After a bit he unplugged and said, ‘Story, Daddy.’
Slider embarked on the story of the ugly duckling from memory, adding in extra characters and action to pad it out, to give George time to get sleepy again. When the boy finally dozed off, Slider stayed put, to make sure he was really down before moving him again. He sat with the lovely weight in his lap, staring at the fire and not thinking of anything in particular.
And that was how Mr Slider found them, both asleep, when he got back from his Scrabble evening.
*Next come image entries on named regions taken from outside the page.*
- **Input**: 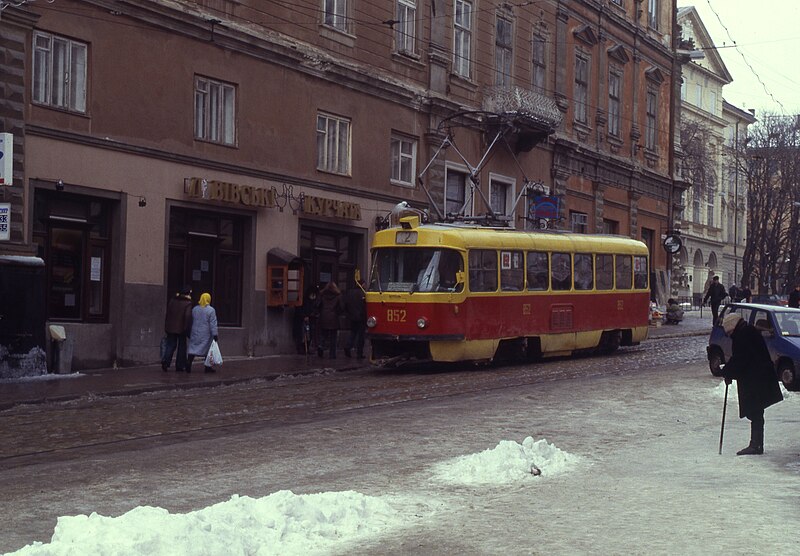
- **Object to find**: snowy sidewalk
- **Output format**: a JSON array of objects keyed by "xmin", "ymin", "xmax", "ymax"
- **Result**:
[{"xmin": 0, "ymin": 360, "xmax": 800, "ymax": 556}]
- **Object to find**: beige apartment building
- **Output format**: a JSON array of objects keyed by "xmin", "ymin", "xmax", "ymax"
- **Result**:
[{"xmin": 0, "ymin": 0, "xmax": 682, "ymax": 374}]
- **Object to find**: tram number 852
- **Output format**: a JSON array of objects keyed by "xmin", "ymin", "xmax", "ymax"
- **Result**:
[{"xmin": 386, "ymin": 309, "xmax": 406, "ymax": 322}]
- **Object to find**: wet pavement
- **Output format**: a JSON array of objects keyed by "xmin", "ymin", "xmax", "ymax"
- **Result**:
[{"xmin": 0, "ymin": 309, "xmax": 711, "ymax": 410}]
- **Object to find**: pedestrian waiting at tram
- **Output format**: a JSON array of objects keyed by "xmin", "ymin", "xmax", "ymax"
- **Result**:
[{"xmin": 664, "ymin": 297, "xmax": 683, "ymax": 324}]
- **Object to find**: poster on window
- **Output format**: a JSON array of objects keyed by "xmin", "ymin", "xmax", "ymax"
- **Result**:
[
  {"xmin": 0, "ymin": 134, "xmax": 14, "ymax": 186},
  {"xmin": 89, "ymin": 257, "xmax": 102, "ymax": 282},
  {"xmin": 500, "ymin": 251, "xmax": 511, "ymax": 270},
  {"xmin": 0, "ymin": 203, "xmax": 11, "ymax": 241}
]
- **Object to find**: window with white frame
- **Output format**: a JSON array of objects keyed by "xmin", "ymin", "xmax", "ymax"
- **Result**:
[
  {"xmin": 647, "ymin": 0, "xmax": 658, "ymax": 30},
  {"xmin": 194, "ymin": 76, "xmax": 236, "ymax": 145},
  {"xmin": 453, "ymin": 0, "xmax": 472, "ymax": 78},
  {"xmin": 317, "ymin": 113, "xmax": 350, "ymax": 176},
  {"xmin": 531, "ymin": 35, "xmax": 547, "ymax": 93},
  {"xmin": 31, "ymin": 31, "xmax": 88, "ymax": 113},
  {"xmin": 444, "ymin": 168, "xmax": 472, "ymax": 216},
  {"xmin": 394, "ymin": 0, "xmax": 417, "ymax": 54},
  {"xmin": 569, "ymin": 210, "xmax": 589, "ymax": 234},
  {"xmin": 489, "ymin": 177, "xmax": 514, "ymax": 217},
  {"xmin": 391, "ymin": 135, "xmax": 417, "ymax": 187},
  {"xmin": 608, "ymin": 67, "xmax": 622, "ymax": 137},
  {"xmin": 494, "ymin": 16, "xmax": 514, "ymax": 87},
  {"xmin": 322, "ymin": 0, "xmax": 347, "ymax": 32},
  {"xmin": 644, "ymin": 90, "xmax": 658, "ymax": 151},
  {"xmin": 575, "ymin": 52, "xmax": 589, "ymax": 124}
]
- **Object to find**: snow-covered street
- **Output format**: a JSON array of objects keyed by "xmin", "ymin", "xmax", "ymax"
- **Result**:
[{"xmin": 0, "ymin": 359, "xmax": 800, "ymax": 555}]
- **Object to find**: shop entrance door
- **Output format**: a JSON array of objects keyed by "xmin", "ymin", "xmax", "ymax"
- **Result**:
[{"xmin": 189, "ymin": 232, "xmax": 214, "ymax": 303}]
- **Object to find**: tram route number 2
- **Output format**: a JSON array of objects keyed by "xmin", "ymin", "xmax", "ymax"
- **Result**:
[{"xmin": 386, "ymin": 309, "xmax": 406, "ymax": 322}]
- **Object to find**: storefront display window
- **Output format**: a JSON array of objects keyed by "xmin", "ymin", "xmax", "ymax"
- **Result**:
[
  {"xmin": 167, "ymin": 208, "xmax": 245, "ymax": 326},
  {"xmin": 33, "ymin": 190, "xmax": 111, "ymax": 322}
]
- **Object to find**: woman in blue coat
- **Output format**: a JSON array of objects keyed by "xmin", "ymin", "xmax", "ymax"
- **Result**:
[{"xmin": 186, "ymin": 293, "xmax": 219, "ymax": 373}]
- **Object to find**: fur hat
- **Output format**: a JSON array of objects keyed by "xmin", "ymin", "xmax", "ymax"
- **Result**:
[{"xmin": 722, "ymin": 313, "xmax": 742, "ymax": 336}]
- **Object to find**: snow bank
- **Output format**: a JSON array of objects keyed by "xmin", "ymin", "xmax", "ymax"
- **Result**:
[
  {"xmin": 433, "ymin": 436, "xmax": 580, "ymax": 485},
  {"xmin": 12, "ymin": 490, "xmax": 401, "ymax": 556}
]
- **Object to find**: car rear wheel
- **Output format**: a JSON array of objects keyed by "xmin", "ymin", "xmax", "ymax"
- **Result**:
[
  {"xmin": 778, "ymin": 361, "xmax": 800, "ymax": 392},
  {"xmin": 708, "ymin": 347, "xmax": 725, "ymax": 376}
]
The smell of the forgotten shepherd’s pie was strong on the air. Good job I put it on low, he thought, with a fond and exasperated shake of the head.
Despite not having done any industrial-strength thinking, it was probably a good thing he’d had that extra sleep, Slider reasoned the next morning, when he went in to work feeling rested and firing on all cylinders. He stopped off to talk to Paxman, the duty sergeant downstairs, who told him that the operation had gone off smoothly, and Ronnie Fitton was safely banged up in the cells awaiting his fate.
‘Did he give any trouble?’
‘No trouble at all,’ said Paxman, a large, heavy-built man, with stationary eyes and tightly curly hair that gave him a faint resemblance to a Hereford bull. ‘Fact he seemed to be expecting it. Resigned. He got a couple of hours’ kip once we’d processed him, and he’s had a good breakfast, so he’s ready for you any time.’